I have a grid serving as the playing field for a simple Tower Defense game (it's not necessary to know the game genre, but it might help). I need each individual grid location to be a clickable object, hence why I'm trying to use JButtons. Each grid location has one out of many possible background sprites associated with it, which will be determined upon loading the given map. However, each grid location also can have an arbitrary-length hierarchy of objects contained inside of it, each with their own unique sprite (E.G: Each grid location may contain a Tower, which may contain a Weapon, and so on). These objects may or may not be present when the map is created, and will be both added and removed frequently after it has.
Unless I'm mistaken, a JButton may only contain a single Icon. My problem arises because I need to be able to layer several images on top of one another for each JButton, and I'm not entirely sure how to approach the problem.

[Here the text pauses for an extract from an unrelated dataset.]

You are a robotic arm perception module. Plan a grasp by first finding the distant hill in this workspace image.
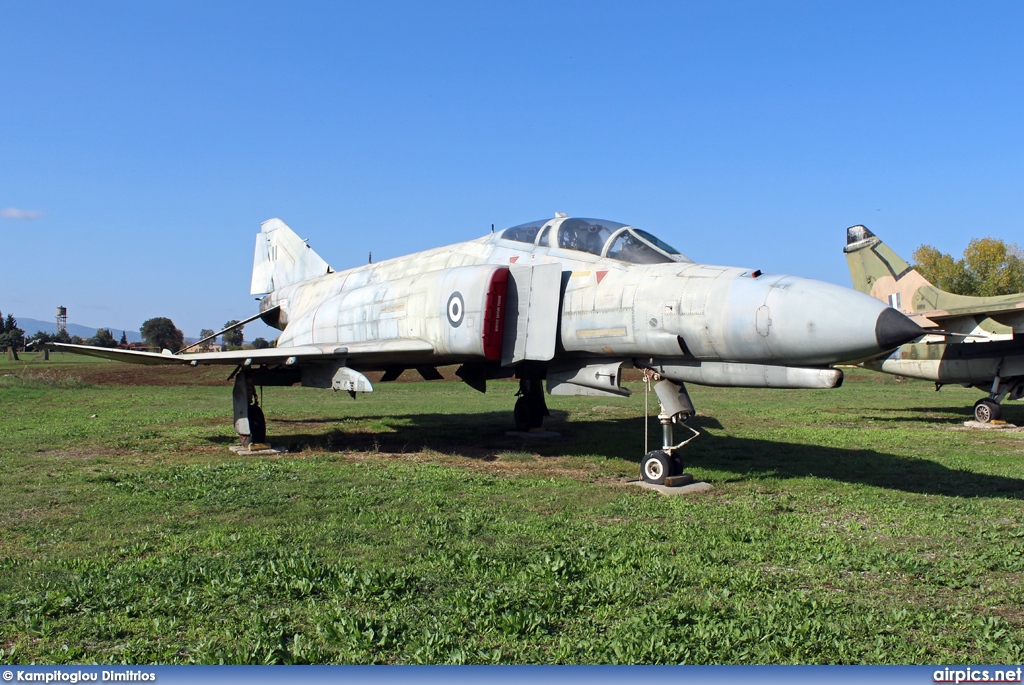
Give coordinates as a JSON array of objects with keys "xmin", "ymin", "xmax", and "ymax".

I've done some research, and there are several ways that I've come up with to accomplish this:
- Combine the images and load them as a single Icon. Re-combine images and re-load a button whenever its grid location's contents change.
- Make each grid location a separate JPanel and override its paintComponent to draw the images from back to front. Use a transparent JButton on top of each grid location.
- A hybrid of the two: Have the front-most image be the JButton (the last to be drawn) and use an overridden paintComponent to draw the rest behind it.
I'm not experienced enough to know how well any of these would work. Are any of these non-starters or not worth the effort? What would be, in a more experienced programmer's opinion, the "best" solution in terms of expandability later? I don't need a working example or anything, I'd just like some advice as to which direction I should head in. I should be able to figure out a crude implementation on my own.
(I'm also worried about how I'm going to draw enemies at arbitrary locations on top of these grid locations, but I'll figure that out when I get there.)
I'd be happy to elaborate or try to whip up a code example for any of the above.